Energy prices have played a significant role in dampening inflation in recent months, with decreases in gasoline and heating-oil prices. However, this trend may not continue, as gasoline prices have already begun to rise this month, and the upward trajectory could extend into March.
In addition to gasoline, overall oil prices have also seen an upward trend, increasing by approximately 5% in February. Escalating violence in the Middle East and signs of a rebound in demand have contributed to this rise.
According to the Bureau of Labor Statistics, energy prices experienced a 0.9% decrease in January compared to December levels. While other expenses, like housing, have continued to rise, energy has acted as one of the few drags on inflation. Economists were surprised by the January inflation rate of 3.1%, with core inflation (excluding food and energy) rising even higher at 3.9%. This “hot” reading resulted in a 1.1% drop in the S&P 500.
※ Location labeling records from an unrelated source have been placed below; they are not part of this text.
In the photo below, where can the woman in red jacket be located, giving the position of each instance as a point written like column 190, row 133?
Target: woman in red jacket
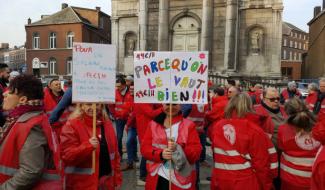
column 183, row 149
column 318, row 175
column 240, row 150
column 298, row 146
column 77, row 145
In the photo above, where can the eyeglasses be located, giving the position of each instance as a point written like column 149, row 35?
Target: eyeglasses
column 273, row 99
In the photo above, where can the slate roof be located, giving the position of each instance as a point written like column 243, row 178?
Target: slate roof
column 293, row 27
column 65, row 16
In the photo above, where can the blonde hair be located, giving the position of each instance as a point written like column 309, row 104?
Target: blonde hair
column 78, row 112
column 241, row 104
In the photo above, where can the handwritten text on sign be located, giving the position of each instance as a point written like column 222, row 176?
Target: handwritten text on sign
column 171, row 77
column 93, row 72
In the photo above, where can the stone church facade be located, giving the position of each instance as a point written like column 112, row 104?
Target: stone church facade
column 243, row 37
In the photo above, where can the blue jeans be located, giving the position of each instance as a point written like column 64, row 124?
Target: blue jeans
column 203, row 140
column 131, row 144
column 120, row 124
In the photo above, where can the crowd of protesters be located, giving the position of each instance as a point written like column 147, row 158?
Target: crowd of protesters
column 260, row 138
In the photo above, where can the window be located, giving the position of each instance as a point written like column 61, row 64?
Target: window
column 287, row 71
column 70, row 38
column 52, row 40
column 290, row 55
column 69, row 66
column 36, row 41
column 284, row 54
column 52, row 66
column 101, row 22
column 299, row 57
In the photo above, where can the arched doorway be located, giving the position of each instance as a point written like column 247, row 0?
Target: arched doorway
column 186, row 36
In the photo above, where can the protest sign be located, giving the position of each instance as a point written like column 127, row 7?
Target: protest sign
column 171, row 77
column 93, row 73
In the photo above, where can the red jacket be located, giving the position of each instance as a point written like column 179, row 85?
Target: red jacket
column 286, row 97
column 264, row 122
column 76, row 152
column 217, row 113
column 144, row 113
column 197, row 116
column 269, row 129
column 241, row 156
column 318, row 172
column 156, row 139
column 14, row 142
column 121, row 108
column 298, row 155
column 311, row 100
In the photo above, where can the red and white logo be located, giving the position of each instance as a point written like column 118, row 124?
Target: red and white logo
column 306, row 141
column 229, row 133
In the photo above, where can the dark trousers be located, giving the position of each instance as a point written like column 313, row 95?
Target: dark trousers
column 143, row 169
column 131, row 144
column 120, row 124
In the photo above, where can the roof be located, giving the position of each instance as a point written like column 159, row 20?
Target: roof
column 66, row 16
column 293, row 27
column 316, row 17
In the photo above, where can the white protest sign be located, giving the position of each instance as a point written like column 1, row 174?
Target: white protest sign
column 93, row 73
column 171, row 77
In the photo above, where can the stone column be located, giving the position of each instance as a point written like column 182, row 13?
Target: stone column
column 207, row 26
column 163, row 25
column 115, row 39
column 230, row 35
column 275, row 66
column 143, row 24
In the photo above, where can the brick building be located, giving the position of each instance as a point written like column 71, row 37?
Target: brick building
column 294, row 46
column 49, row 40
column 315, row 61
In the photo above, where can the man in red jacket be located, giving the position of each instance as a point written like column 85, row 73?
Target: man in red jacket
column 120, row 110
column 29, row 158
column 318, row 174
column 315, row 101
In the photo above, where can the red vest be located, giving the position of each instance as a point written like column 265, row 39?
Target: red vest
column 320, row 159
column 79, row 174
column 237, row 145
column 197, row 116
column 298, row 155
column 159, row 140
column 9, row 156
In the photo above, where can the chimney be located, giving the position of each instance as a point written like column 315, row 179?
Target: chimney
column 64, row 5
column 44, row 16
column 317, row 10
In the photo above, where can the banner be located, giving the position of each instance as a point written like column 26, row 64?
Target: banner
column 93, row 73
column 171, row 77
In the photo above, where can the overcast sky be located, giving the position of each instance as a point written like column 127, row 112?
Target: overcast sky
column 14, row 14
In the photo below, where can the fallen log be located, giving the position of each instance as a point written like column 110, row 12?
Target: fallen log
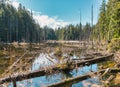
column 43, row 72
column 80, row 78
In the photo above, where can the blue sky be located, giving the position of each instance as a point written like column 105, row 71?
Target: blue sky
column 64, row 10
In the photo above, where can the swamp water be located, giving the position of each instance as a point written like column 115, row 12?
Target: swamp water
column 42, row 61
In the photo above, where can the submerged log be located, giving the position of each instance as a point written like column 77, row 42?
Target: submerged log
column 80, row 78
column 43, row 72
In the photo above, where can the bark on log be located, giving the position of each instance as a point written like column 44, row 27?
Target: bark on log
column 43, row 72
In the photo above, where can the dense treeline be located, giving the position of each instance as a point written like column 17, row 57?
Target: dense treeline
column 108, row 25
column 19, row 25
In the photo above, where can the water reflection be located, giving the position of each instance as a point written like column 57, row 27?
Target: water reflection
column 42, row 81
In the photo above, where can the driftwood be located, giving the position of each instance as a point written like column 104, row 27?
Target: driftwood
column 15, row 63
column 80, row 78
column 55, row 68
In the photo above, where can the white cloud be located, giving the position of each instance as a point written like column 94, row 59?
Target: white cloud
column 52, row 22
column 44, row 20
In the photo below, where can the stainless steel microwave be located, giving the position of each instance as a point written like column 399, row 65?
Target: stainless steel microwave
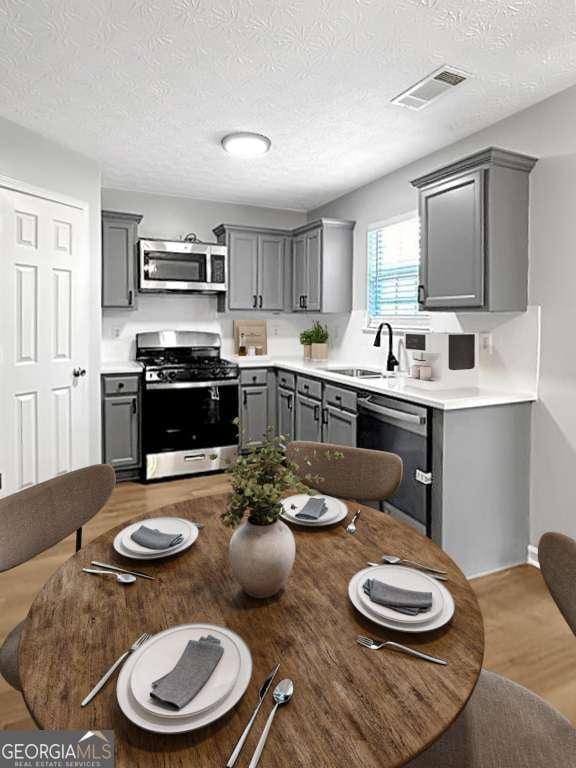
column 181, row 266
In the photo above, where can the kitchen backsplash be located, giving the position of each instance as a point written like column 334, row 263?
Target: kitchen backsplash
column 509, row 355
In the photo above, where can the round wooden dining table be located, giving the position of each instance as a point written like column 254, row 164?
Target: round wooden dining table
column 351, row 706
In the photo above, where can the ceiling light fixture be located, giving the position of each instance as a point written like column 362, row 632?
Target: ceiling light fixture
column 246, row 144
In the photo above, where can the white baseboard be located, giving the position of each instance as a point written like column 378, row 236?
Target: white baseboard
column 533, row 556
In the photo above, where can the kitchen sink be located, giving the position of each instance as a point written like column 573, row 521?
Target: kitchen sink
column 362, row 373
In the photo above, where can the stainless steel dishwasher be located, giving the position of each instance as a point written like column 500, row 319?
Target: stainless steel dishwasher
column 386, row 424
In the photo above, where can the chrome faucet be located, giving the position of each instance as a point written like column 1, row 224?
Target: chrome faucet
column 391, row 362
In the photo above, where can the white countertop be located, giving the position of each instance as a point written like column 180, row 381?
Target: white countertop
column 120, row 366
column 400, row 387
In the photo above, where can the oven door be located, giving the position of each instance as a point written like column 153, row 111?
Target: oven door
column 189, row 427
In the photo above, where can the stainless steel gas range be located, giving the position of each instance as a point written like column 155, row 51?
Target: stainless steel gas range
column 190, row 403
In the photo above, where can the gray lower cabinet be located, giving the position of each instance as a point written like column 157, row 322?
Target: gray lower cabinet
column 339, row 427
column 253, row 415
column 308, row 419
column 119, row 239
column 121, row 423
column 286, row 413
column 474, row 233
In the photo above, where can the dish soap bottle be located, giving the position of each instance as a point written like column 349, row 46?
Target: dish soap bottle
column 242, row 346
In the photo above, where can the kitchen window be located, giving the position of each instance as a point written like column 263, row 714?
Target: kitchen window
column 393, row 263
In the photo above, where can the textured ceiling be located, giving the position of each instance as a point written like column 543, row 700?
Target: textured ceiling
column 148, row 87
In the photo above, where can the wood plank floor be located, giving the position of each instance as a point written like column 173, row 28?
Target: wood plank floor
column 526, row 638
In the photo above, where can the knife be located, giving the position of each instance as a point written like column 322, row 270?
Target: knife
column 261, row 695
column 122, row 570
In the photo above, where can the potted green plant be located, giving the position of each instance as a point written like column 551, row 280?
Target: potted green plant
column 319, row 341
column 262, row 548
column 306, row 344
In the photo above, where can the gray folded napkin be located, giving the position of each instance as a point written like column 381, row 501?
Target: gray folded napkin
column 312, row 510
column 406, row 601
column 152, row 538
column 191, row 673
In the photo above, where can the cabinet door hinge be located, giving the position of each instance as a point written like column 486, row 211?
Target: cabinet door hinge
column 423, row 477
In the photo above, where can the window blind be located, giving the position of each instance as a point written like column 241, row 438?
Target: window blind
column 393, row 260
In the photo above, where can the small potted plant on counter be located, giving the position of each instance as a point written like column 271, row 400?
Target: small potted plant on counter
column 262, row 548
column 306, row 344
column 319, row 341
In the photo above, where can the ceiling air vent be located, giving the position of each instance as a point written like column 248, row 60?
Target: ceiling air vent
column 431, row 88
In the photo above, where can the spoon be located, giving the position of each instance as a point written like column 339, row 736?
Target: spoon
column 433, row 575
column 121, row 578
column 393, row 560
column 351, row 527
column 282, row 695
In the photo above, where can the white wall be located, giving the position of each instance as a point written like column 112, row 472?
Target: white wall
column 546, row 131
column 172, row 217
column 31, row 158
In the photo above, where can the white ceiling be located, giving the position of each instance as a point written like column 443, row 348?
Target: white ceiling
column 148, row 87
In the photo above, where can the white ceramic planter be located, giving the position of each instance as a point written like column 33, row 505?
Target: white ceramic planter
column 319, row 351
column 261, row 557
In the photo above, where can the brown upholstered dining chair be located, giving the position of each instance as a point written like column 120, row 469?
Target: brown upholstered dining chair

Looking ahead, energy prices appear poised for a rebound. West Texas Intermediate crude prices, the US benchmark, have already climbed to over $77 per gallon from approximately $74 at the beginning of the month. The average gallon of gasoline now sells for $3.23, up from $3.07 just a month ago. As refiners switch from the “winter blend” gas to a more complex and expensive summer blend, and driving demand picks up, prices could continue to rise.
While gasoline holds the greatest weight in the inflation calculation among energy products, electricity follows closely behind. Surprisingly, electricity prices have remained stubbornly high despite natural gas—the main source of electricity generation—becoming more affordable in recent weeks. In January, electricity costs rose by 1.2% compared to December levels and are up 3.8% compared to last year. The stickiness of electricity rates is partly due to the inclusion of transmission and infrastructure upgrade costs, which utilities typically do not pass on to consumers in the event of price decreases.
It is crucial to note that higher energy prices could have a ripple effect on the prices of other goods. When diesel prices increase, retailers may face higher shipping costs, potentially leading to higher prices for consumer goods.